The project seems like it only requires Python >= 3.9!
Am4TIfIsER0ppos
What is a license trap? This "AGPL sneaking into a repo claiming MIT"? Isn't that just a plain old license violation?
artski
Basically what I mean by it is for example a repository appears to be under a permissive license like MIT, Apache, or BSD, but actually includes code that’s governed by a much stricter or viral license—like GPL or AGPL—often buried in a subdirectory, dependency, or embedded snippet. The problem is, if you reuse or build on that code assuming it’s fully permissive, you could end up violating the terms of the stricter license without realising it. It’s a trap because the original authors might have mixed incompatible licenses, knowingly or not, and the legal risk then falls on downstream users. So yeah essentially a plain old license violation which are relatively easy to miss or not think about
When I came across a study that traced 4.5 million fake GitHub stars, it confirmed a suspicion I’d had for a while: stars are noisy. The issue is they’re visible, they’re persuasive, and they still shape hiring decisions, VC term sheets, and dependency choices—but they say very little about actual quality.
I wrote StarGuard to put that number in perspective based on my own methodology inspired with what they did and to fold a broader supply-chain check into one command-line run.
It starts with the simplest raw input: every starred_at timestamp GitHub will give. It applies a median-absolute-deviation test to locate sudden bursts. For each spike, StarGuard pulls a random sample of the accounts behind it and asks: how old is the user? Any followers? Any contribution history? Still using the default avatar? From that, it computes a Fake Star Index, between 0 (organic) and 1 (fully synthetic).
But inflated stars are just one issue. In parallel, StarGuard parses dependency manifests or SBOMs and flags common risk signs: unpinned versions, direct Git URLs, lookalike package names. It also scans licences—AGPL sneaking into a repo claiming MIT, or other inconsistencies that can turn into compliance headaches.

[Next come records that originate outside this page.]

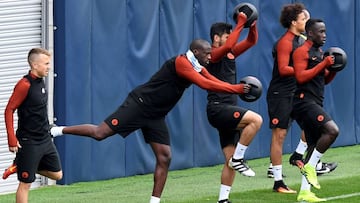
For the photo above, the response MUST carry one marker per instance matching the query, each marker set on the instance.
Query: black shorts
(280, 111)
(129, 117)
(32, 158)
(312, 116)
(225, 119)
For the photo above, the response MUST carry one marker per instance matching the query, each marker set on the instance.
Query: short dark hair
(219, 29)
(311, 22)
(290, 13)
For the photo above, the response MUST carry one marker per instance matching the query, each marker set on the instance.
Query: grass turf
(202, 185)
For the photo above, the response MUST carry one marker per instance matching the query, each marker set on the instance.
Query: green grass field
(202, 185)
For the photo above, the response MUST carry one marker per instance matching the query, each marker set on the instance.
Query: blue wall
(105, 48)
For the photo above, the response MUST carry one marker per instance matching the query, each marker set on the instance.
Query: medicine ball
(249, 10)
(340, 58)
(255, 90)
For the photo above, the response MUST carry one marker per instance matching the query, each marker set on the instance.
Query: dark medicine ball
(255, 90)
(249, 10)
(340, 58)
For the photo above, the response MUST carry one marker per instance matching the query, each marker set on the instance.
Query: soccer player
(282, 86)
(147, 105)
(312, 75)
(222, 110)
(32, 142)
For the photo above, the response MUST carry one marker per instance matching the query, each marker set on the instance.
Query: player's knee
(332, 129)
(99, 135)
(258, 120)
(164, 158)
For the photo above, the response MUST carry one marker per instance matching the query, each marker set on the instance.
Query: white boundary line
(344, 196)
(341, 196)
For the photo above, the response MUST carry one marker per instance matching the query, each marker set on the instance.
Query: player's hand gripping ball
(340, 58)
(255, 90)
(250, 12)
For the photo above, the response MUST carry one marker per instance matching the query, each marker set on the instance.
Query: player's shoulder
(23, 83)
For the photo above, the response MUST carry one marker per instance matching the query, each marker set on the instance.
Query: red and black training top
(164, 89)
(29, 98)
(310, 73)
(223, 64)
(283, 82)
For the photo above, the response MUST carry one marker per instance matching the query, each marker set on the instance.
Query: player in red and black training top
(32, 142)
(282, 87)
(147, 105)
(320, 130)
(223, 111)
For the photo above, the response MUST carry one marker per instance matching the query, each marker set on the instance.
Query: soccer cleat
(296, 160)
(280, 187)
(224, 201)
(322, 168)
(241, 166)
(310, 174)
(270, 173)
(308, 196)
(11, 170)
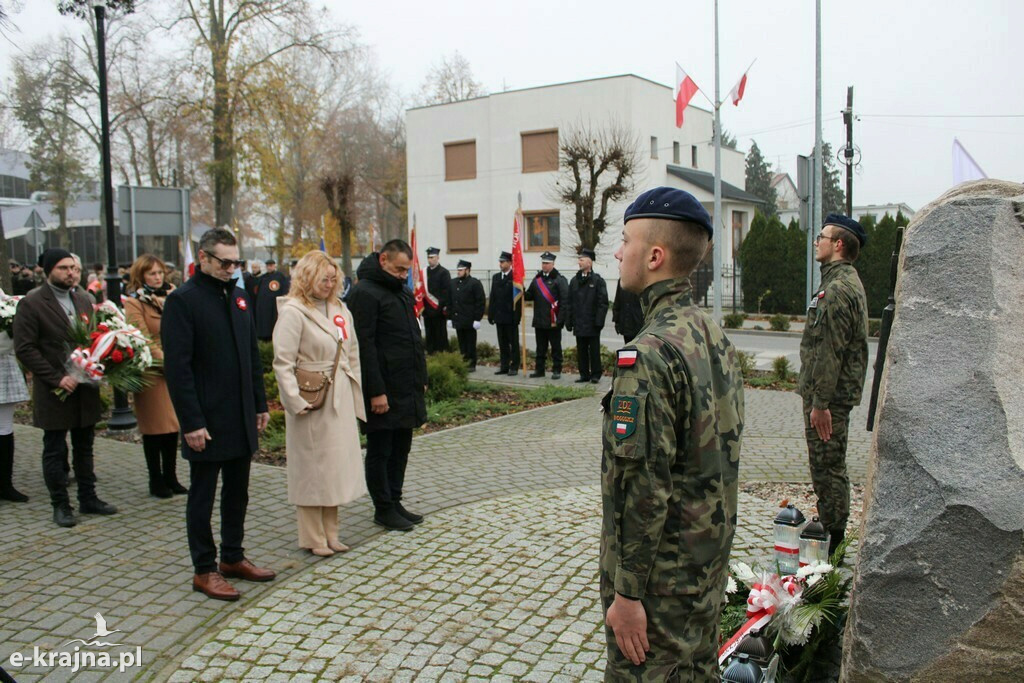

It checks contributor patterns too. If 90% of commits come from one person who hasn’t pushed in months, that’s flagged. It skims for obvious code red flags: eval calls, minified blobs, sketchy install scripts—because sometimes the problem is hiding in plain sight.
All of this feeds into a weighted scoring model. The final Trust Score (0–100) reflects repo health at a glance, with direct penalties for fake-star behaviour, so a pretty README badge can’t hide inorganic hype.
I added for the fun of it it generating a cool little badge for the trust score lol.
Under the hood, its all uses, heuristics, and a lot of GitHub API paging. Run it on any public repo with:
python starguard.py owner/repo --format markdown It works without a token, but you’ll hit rate limits sooner.
Please provide any feedback you can.